In de praktijk blijkt dat de bovenbeschreven handelwijze vaak niet voldoende vocht in de aarde 4 achterlaat om de plantjes 7 de 35 gelegenheid te geven met hun wortels voldoende snel te groeien om het niveau te bereiken waarop zij verzekerd kunnen zijn van voldoende 10 15063 2 toevoer van water. Vaak moet in de praktijk in de kwekerij meer dan eenmaal met water worden begoten waarbij zich telkens bovengenoemde problematiek voordoet. Ook als het plantje 7 is uitgegroeid tot een plant 8 en de bloempot in een huiskamer staat dient de aarde 4 regel-5 matig te worden bevochtigd. Ook dan speelt de bovengenoemde problematiek.It has been found in practice that the above-described procedure often does not leave enough moisture in the soil 4 to allow the plants 7 to grow with their roots sufficiently fast to reach the level at which they can be assured of a sufficient supply of water. In practice, the nursery often has to be watered more than once, with the above-mentioned problems always occurring. Even if the plant 7 has grown into a plant 8 and the flower pot is in a living room, the soil 4 should still be moistened regularly. The aforementioned problem also applies then.

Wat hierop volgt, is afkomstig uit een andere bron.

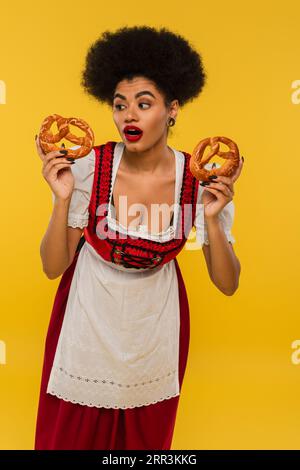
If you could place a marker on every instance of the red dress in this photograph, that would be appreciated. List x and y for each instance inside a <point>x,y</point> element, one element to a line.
<point>65,425</point>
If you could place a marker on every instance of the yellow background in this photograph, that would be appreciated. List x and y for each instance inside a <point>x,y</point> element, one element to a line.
<point>241,389</point>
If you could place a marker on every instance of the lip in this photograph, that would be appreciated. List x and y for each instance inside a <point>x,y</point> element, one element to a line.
<point>132,138</point>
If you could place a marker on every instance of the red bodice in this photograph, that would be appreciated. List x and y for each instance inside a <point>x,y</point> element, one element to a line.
<point>127,250</point>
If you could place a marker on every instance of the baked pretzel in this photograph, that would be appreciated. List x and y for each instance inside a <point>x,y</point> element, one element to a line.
<point>48,140</point>
<point>197,161</point>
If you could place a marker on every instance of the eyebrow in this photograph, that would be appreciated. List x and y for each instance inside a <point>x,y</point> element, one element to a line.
<point>140,93</point>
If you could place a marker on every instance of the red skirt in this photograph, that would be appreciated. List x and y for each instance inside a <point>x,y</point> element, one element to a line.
<point>63,425</point>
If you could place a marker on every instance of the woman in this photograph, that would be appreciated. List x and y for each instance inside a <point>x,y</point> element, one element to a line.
<point>117,343</point>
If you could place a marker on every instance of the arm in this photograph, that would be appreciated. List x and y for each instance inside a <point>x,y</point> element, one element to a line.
<point>222,264</point>
<point>59,243</point>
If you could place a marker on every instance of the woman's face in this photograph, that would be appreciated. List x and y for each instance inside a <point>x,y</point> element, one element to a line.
<point>139,103</point>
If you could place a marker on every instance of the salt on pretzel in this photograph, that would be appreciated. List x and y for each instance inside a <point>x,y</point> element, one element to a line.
<point>197,160</point>
<point>48,139</point>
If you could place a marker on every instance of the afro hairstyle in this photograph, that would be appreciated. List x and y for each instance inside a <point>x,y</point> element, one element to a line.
<point>161,56</point>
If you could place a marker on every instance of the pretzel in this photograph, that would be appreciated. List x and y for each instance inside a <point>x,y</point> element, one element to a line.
<point>48,140</point>
<point>197,161</point>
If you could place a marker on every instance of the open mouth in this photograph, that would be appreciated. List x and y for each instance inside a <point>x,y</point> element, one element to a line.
<point>133,134</point>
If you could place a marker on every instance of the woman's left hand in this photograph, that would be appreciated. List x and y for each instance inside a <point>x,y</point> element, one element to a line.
<point>219,192</point>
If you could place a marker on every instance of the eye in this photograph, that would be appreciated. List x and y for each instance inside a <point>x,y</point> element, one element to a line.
<point>147,104</point>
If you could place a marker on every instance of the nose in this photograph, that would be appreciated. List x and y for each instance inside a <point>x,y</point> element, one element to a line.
<point>130,114</point>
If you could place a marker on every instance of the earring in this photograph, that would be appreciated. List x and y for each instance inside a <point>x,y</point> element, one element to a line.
<point>171,122</point>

Doel van de uitvinding is het verschaffen van een waterreservoir waarbij er voor kan worden gezorgd dat de aarde in de stam 10 telkens na het water geven voldoende lang vochtig blijft om de 10 wortels van de plantjes 7 de gelegenheid te geven volledig naar onderen in de stam 10 te groeien zoals is aangegeven met verwijzings-cijfer 13, zodat ook de plantjes 7, die dan zijn uitgegroeid tot planten 8 verzekerd zijn van voldoende vochttoevoer.The object of the invention is to provide a water reservoir in which it can be ensured that the soil in the trunk 10 remains moist for a long time after watering, in order to allow the 10 roots of the plantlets 7 to be completely down in the trunk. 10 as indicated by reference numeral 13, so that the plants 7, which have then grown into plants 8, are also assured of sufficient moisture supply.

Dit doel wordt volgens de uitvinding bereikt doordat het 15 waterreservoir rondom de waterdoorlatende opening in de bodem is voorzien van een opstaande rand en doordat de opstaande rand is voorzien van middelen voor het in gering tempo verplaatsen van in het waterreservoir onder een bovenrand van de opstaande rand aanwezig water naar de zijde van de opstaande rand, die is gewend naar de 20 waterdoorlatende opening in de bodem.This object is achieved according to the invention in that the water reservoir around the water-permeable opening in the bottom is provided with an upright edge and in that the upright edge is provided with means for slowly moving in the water reservoir under an upper edge of the upright edge present water to the side of the upright edge, which is used to the water-permeable opening in the bottom.

Daardoor is bereikt dat de hoeveelheid water die in het waterreservoir word gegoten voor de eerste bevochtiging van de aarde in de stam 10 nadat de plantjes 7 erin zijn geplant tenminste gedeeltelijk er langere tijd over zal doen om vanuit het reservoir 9 de 25 bovenzijde van de aarde 4 in de stam 10 te bereiken en vandaar langzaam naar beneden te zakken naar de aarde 2 in de bloempot 1. Daardoor is bereikt dat de plantjes 7 voldoende lang vochtige aarde 4 zullen vinden met hun wortels om de wortels de gelegenheid te geven om uit te groeien tot wortels 13 onder in de stam 10.This has achieved that the amount of water that is poured into the water reservoir for the first moistening of the earth in the trunk 10 after the plants 7 have been planted in it will at least partially take longer to transfer from the reservoir 9 the top of the earth. 4 in the trunk 10 and from there slowly descend to the soil 2 in the flowerpot 1. This ensures that the plants 7 will find moist soil 4 with their roots sufficiently long to give the roots the opportunity to spread out. grow to roots 13 at the bottom of trunk 10.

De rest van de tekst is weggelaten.